[reportlab-users] ReportLab 3.x packaging and deployment
Marius Gedminas
marius at gedmin.as
Tue Jan 14 07:08:02 EST 2014
On Tue, Jan 14, 2014 at 11:19:01AM +0000, Andy Robinson wrote:
> On 14 January 2014 11:00, Marius Gedminas <marius at gedmin.as> wrote:
> > It would be awesome if I could sudo apt-get install python-reportlab and
> > then somehow make it available in selected virtualenvs, but that's a
> > discussion for another list.
>
> Dumb questions but can't you...
>
> 1. sudo apt-get install python-reportlab
> 2. create a virtualenv with no site packages
> 3. make a symlink from the venv's site-packages to the system reportlab?
Yes.
But I generally find
sudo apt-get build-dep python-reportlab
and then building form source simpler. (Because I have build scripts
that create the virtualenv and pip install -r requirements.txt for me,
and I don't want to put hacks in the middle of those scripts, and I have
no way to pause the script so I could run a custom command after
virtualenv creation but before pip install tries to pull in ReportLab
via some dependency chain.)
> I concluded long ago that pip can't do everything. All of our web
> projects (and we have a LOT) have a shell script at the top level to
> build/rebuild the environment. So we can check if a symlink exists
> and create one if it's missing, and do other "procedural" stuff.
I tend to have Makefiles to build virtualenvs on demand etc. It helps
that I never have to deploy on Windows.
> A requirements.txt which specifies all dependencies is a wonderful
> thing to have anyway. And pip is happy enough for pure when you add a
> couple more pure Python packages to tour requirements in an existing
> project overnight. But it needs a lot of 'nursing through'. Right
> now I'm working on someone else's financial app needing matplotlib,
> scipy (hence fortran), tables (hence HDF5 which absolutely demands a
> local source build inside the venv) etc etc.
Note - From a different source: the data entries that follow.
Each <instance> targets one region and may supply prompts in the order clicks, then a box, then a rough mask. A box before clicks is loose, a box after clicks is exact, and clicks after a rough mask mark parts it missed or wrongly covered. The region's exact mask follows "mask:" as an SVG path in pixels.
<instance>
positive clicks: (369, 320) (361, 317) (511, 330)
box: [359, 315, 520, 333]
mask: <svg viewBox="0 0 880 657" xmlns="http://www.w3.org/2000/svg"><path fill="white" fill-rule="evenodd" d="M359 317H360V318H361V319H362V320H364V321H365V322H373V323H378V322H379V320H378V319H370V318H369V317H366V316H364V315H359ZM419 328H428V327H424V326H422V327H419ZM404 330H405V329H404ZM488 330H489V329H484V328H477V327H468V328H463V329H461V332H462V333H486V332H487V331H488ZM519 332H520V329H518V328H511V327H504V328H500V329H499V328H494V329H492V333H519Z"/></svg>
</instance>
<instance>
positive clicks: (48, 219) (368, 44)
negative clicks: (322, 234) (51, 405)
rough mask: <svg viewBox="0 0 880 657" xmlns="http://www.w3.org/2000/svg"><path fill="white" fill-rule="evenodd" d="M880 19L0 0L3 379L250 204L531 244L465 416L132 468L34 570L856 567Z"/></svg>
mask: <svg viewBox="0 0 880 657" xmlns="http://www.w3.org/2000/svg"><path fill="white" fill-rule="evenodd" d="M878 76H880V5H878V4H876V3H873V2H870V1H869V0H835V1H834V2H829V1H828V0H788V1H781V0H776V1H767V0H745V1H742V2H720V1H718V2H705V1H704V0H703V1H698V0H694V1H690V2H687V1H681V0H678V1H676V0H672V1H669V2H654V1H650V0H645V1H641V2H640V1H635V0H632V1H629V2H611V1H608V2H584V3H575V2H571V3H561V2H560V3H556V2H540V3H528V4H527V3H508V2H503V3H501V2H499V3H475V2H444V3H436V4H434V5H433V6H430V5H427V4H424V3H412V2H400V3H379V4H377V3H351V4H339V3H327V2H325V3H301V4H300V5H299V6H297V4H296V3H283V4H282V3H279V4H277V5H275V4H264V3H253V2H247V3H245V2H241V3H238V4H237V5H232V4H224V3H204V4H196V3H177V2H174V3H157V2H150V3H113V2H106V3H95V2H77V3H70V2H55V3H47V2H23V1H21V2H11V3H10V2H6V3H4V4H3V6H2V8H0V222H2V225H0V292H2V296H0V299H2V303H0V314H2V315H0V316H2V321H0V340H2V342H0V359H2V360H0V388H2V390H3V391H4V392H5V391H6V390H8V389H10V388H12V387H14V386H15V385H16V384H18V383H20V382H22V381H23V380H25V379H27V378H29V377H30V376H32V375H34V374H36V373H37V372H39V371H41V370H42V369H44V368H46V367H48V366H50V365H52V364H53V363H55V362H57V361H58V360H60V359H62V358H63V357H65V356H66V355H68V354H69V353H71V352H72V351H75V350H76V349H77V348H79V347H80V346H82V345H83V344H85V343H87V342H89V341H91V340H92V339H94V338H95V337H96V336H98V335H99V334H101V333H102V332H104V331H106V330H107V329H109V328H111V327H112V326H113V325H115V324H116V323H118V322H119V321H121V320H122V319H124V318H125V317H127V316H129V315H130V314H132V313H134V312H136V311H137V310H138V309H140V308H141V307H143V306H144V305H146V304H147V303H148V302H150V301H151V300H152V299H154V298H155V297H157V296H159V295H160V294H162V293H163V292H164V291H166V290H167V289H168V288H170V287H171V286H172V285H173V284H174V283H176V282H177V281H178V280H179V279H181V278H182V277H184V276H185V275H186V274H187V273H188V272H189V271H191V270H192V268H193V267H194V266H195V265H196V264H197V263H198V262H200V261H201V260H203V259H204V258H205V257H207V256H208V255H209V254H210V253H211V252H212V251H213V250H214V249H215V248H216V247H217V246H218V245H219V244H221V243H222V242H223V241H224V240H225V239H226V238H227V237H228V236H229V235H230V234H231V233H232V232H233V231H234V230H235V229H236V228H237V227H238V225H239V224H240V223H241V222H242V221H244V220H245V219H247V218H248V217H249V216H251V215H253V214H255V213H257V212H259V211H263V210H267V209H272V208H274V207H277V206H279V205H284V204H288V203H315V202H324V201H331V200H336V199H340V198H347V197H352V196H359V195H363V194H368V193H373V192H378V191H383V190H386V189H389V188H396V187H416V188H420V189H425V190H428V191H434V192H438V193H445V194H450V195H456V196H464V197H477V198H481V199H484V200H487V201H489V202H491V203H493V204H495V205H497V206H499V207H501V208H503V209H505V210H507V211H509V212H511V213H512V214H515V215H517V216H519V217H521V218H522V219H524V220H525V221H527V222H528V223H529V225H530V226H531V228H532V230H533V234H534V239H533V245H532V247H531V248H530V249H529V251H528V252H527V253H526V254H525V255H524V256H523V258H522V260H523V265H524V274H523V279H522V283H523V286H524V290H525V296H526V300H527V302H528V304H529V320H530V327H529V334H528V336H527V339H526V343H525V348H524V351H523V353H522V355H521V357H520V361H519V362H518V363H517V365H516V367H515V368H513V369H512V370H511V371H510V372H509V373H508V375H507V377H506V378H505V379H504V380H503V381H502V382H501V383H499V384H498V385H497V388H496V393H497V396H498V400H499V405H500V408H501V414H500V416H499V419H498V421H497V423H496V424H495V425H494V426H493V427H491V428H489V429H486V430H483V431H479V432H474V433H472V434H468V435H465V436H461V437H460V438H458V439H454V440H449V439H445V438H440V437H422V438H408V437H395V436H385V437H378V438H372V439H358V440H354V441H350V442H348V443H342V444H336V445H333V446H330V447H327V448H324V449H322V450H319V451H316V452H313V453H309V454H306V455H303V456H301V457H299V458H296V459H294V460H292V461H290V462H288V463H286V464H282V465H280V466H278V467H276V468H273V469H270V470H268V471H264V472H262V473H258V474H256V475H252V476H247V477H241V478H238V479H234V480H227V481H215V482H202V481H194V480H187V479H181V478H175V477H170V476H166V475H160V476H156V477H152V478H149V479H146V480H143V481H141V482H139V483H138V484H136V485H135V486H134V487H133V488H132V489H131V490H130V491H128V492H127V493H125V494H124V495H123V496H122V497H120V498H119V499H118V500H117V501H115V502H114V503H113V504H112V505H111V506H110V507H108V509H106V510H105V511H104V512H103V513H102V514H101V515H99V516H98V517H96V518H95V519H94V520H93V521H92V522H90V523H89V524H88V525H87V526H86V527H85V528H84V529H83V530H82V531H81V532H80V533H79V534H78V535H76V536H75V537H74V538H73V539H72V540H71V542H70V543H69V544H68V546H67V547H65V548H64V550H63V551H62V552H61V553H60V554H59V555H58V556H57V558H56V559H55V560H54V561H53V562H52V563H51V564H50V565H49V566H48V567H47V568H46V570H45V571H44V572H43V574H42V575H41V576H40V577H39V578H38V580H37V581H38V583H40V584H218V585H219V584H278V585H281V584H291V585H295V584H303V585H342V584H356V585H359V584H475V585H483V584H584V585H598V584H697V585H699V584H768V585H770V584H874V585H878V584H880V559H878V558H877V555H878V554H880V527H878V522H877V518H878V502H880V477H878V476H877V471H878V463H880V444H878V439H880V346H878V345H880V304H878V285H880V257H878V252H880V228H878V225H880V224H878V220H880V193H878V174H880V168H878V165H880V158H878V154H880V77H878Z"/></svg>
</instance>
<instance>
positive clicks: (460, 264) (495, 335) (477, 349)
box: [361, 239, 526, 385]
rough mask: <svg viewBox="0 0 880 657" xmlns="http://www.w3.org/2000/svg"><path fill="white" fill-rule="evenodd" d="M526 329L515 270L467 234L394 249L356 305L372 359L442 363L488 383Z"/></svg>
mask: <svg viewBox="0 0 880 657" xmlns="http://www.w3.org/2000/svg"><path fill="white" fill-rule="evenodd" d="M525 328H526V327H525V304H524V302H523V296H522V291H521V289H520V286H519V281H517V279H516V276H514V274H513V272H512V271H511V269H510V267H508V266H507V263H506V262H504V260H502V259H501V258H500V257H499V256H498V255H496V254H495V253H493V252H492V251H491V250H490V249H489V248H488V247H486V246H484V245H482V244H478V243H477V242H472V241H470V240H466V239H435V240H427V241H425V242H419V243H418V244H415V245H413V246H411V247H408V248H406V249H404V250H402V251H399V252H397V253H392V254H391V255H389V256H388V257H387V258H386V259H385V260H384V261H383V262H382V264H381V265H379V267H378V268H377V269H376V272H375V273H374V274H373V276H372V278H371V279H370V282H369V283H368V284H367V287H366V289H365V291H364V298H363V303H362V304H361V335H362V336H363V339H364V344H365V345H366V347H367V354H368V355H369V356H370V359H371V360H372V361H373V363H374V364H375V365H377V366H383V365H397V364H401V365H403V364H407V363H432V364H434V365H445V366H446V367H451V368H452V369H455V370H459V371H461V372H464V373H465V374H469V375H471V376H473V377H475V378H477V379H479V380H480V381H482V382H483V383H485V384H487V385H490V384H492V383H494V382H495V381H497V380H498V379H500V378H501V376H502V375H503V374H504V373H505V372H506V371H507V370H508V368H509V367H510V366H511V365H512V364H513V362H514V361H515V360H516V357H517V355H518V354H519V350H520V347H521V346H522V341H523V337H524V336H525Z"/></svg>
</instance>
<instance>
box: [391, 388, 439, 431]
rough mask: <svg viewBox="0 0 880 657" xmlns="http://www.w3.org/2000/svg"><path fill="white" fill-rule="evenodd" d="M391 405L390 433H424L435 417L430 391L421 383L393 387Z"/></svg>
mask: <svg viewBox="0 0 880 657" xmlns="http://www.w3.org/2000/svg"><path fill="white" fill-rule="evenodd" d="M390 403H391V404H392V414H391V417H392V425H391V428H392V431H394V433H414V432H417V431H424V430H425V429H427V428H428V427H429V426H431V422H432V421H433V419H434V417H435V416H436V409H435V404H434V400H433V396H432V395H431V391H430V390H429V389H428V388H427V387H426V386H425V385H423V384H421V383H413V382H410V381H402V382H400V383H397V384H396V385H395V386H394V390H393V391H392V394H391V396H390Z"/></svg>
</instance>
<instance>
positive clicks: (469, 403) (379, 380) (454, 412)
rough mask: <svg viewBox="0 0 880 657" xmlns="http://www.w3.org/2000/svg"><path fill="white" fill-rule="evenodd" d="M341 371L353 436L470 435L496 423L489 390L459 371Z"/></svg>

Numpy/scipy are a bit special, but sudo apt-get build-dep helps a lot.
I think people (especially scientists who need things like Numpy/Scipy)
are recommending Conda as a solution for prebuilt binary packages that
match your platform exactly. I haven't had a chance to try it yet.
Marius Gedminas
--
Q: What's tiny and yellow and very, very, dangerous?
A: A canary with the super-user password.